* [PATCH 0/3] rev-list: use merge-base --independent algorithm when possible
@ 2026-04-06 13:27 Derrick Stolee via GitGitGadget
2026-04-06 13:27 ` [PATCH 1/3] t6600: test --maximal-only and --independent Derrick Stolee via GitGitGadget
` (2 more replies)
0 siblings, 3 replies; 4+ messages in thread
From: Derrick Stolee via GitGitGadget @ 2026-04-06 13:27 UTC (permalink / raw)
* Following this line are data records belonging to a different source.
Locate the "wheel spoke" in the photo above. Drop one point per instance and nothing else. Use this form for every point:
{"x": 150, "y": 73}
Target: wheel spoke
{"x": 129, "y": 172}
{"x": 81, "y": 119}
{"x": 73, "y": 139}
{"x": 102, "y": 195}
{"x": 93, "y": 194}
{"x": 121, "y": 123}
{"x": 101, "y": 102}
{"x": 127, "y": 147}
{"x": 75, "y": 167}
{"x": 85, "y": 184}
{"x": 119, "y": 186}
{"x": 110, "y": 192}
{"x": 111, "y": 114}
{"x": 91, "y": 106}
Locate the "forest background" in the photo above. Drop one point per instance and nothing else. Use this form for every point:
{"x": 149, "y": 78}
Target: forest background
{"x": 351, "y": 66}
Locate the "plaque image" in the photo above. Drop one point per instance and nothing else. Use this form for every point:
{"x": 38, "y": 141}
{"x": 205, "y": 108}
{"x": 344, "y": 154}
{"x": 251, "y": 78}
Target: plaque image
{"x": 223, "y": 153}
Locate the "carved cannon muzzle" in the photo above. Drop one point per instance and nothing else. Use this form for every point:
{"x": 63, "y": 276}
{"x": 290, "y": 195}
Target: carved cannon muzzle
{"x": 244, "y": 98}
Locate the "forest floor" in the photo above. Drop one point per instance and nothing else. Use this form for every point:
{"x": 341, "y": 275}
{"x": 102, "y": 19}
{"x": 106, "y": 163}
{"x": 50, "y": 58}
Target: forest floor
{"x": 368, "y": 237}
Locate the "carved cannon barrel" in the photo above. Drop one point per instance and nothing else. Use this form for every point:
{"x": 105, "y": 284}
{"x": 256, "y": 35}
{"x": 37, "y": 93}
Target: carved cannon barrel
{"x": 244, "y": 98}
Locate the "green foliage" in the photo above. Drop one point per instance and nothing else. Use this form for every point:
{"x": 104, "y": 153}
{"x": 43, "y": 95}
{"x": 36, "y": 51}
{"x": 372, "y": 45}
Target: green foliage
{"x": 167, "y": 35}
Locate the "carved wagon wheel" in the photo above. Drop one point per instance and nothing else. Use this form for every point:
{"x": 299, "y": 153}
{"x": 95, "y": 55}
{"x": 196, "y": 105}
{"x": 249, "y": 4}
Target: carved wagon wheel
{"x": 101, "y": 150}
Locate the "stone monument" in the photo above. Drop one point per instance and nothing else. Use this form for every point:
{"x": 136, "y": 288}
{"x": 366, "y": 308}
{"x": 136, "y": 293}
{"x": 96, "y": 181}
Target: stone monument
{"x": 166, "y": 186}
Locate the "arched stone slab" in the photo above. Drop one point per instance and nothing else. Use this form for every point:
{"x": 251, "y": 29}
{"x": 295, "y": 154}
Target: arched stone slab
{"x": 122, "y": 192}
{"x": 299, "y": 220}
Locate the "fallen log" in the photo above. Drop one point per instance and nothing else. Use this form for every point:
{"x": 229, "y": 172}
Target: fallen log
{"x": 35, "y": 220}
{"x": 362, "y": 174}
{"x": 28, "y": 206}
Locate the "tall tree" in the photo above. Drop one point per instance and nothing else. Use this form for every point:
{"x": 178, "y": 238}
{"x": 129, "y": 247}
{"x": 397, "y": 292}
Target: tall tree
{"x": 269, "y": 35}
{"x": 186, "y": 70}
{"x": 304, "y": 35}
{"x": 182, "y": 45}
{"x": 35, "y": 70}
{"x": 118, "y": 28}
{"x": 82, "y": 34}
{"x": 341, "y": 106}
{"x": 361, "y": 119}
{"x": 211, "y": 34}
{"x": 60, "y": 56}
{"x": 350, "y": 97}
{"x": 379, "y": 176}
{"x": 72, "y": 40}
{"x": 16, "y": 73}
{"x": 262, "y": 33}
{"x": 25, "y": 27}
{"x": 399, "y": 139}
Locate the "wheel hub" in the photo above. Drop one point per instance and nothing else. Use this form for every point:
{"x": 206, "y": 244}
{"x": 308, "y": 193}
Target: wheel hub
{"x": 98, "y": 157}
To: git; +Cc: gitster, j6t, Derrick Stolee
The --maximal-only option was added to git rev-list in b4e8f60a3c (revision:
add --maximal-only option, 2026-01-22) and the discussion [1] included talks
of how 'git rev-list --maximal-only <refs>' acts the same as 'git merge-base
--independent <refs>' assuming that no other walk modifiers are provided to
the revision walk. And with those assumptions, the merge-base algorithm can
be faster if the refs have most of their history shared.
[1]
https://lore.kernel.org/git/pull.2032.v2.git.1769097958549.gitgitgadget@gmail.com/
This series updates the revision walk to use the merge-base algorithm when
possible. This checks the rev_info struct for options that cause the walk to
be different and also looks for negative references. If none of these
appear, then the merge-base algorithm is used instead.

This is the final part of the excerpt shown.